That's what you did before. That's what the FBI did before. 
That's why I'm trying to establish whether or not this is a 
report that's classified. Remember, I said unclassified. That's 
what I'm trying to establish.
    Mr. McGarrity. And point well taken. And we'll look to see 
what that would be, whether it's classified or unclassified. 
But I agree with you, we do need to give the American public 
and Congress----
    Ms. Norton. Would there be any reason to classify--you 
didn't classify any such thing when you had a report that was 
regularly published, ``Terrorism in the United States.''
    Why in the world should there be any doubt, given the 
history of generating unclassified reports, what in the world 
would lead this to possibly be classified?
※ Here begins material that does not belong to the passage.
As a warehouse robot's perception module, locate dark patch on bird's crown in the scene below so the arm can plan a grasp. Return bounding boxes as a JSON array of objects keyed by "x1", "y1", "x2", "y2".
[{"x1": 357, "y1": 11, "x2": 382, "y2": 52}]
Give me a reason.
    Mr. McGarrity. I could say in some cases and in today's 
world that there could be an actor that is arrested here from 
the Joint Terrorism Task Force who's related to a state sponsor 
of terrorism, that at that point in our strategy for disruption 
we may not want to----
    Ms. Norton. Well, Mr. McGarrity, I must say to you, I 
believe that would have been the case in the report that I just 
indicated.
    Mr. McGarrity. That's what I'm saying, we have to work 
through those things. And certainly I want to be more proactive 
in giving information. So I'll look at it.
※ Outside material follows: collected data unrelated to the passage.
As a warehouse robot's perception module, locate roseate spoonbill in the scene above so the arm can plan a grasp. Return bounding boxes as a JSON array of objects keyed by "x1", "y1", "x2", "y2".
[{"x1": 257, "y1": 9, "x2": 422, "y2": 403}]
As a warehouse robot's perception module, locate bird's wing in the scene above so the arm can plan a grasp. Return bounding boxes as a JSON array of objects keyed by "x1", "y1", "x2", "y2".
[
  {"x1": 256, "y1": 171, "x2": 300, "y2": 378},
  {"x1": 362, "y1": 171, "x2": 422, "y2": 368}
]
    Ms. Norton. All I can say is nobody will interfere with an 
ongoing investigation. And I'm sure that the report that for 
decades the FBI did publish made sure that that didn't occur.
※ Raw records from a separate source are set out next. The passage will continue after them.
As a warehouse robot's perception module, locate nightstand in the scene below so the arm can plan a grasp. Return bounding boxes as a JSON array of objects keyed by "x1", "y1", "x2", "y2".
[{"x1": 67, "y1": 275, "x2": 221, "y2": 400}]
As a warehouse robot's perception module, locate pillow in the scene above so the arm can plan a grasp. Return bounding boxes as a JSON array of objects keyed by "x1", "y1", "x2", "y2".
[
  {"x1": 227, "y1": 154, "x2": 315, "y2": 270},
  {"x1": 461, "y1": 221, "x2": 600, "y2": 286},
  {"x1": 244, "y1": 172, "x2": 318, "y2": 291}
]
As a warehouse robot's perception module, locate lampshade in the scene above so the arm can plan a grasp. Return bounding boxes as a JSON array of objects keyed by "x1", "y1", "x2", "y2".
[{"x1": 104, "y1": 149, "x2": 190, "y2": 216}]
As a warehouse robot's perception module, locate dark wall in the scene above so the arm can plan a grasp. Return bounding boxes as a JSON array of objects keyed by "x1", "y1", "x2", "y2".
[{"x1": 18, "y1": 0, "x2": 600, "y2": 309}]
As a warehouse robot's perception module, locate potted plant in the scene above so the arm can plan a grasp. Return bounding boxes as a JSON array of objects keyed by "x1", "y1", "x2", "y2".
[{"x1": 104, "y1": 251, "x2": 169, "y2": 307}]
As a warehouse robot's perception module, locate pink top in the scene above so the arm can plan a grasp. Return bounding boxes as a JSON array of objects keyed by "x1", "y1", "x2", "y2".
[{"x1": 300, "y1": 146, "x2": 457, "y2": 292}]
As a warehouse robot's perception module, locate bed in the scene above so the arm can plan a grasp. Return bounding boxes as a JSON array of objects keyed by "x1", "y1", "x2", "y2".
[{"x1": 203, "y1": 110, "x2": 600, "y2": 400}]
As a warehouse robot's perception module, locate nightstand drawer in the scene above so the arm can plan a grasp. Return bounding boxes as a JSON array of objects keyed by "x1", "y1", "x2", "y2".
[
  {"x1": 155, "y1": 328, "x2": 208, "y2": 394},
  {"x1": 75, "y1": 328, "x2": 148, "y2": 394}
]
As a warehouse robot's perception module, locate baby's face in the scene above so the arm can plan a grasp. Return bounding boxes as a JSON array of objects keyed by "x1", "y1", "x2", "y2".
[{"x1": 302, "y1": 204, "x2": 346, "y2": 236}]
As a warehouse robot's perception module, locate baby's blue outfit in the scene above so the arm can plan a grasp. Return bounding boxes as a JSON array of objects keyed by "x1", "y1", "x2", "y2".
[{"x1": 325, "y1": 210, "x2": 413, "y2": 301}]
    And, again, I'm going to ask it to the subcommittee chair.
    Mr. Raskin. Congresswoman, thank you very much for that 
line of questions.
    And, Mr. McGarrity, I want to echo the Representative from 
District of Columbia. Certainly, we would like a copy of that 
report if you're producing it for Congress, and we would 
encourage you to think about making it public. If not, we can, 
you know, continue that dialog elsewhere. But at the very least 
we would like to be able to look at it and then we can talk 
about making it public.
    Ms. Norton. Yes. Before I yield back, I would like to say, 
if you're giving it to one committee in the House, it seems to 
me automatic it should come to another committee. And I ask 
that that be provided as soon as possible to the chair of this 
subcommittee, particularly since you're already providing it to 
Congress. We're all on equal footing here, sir.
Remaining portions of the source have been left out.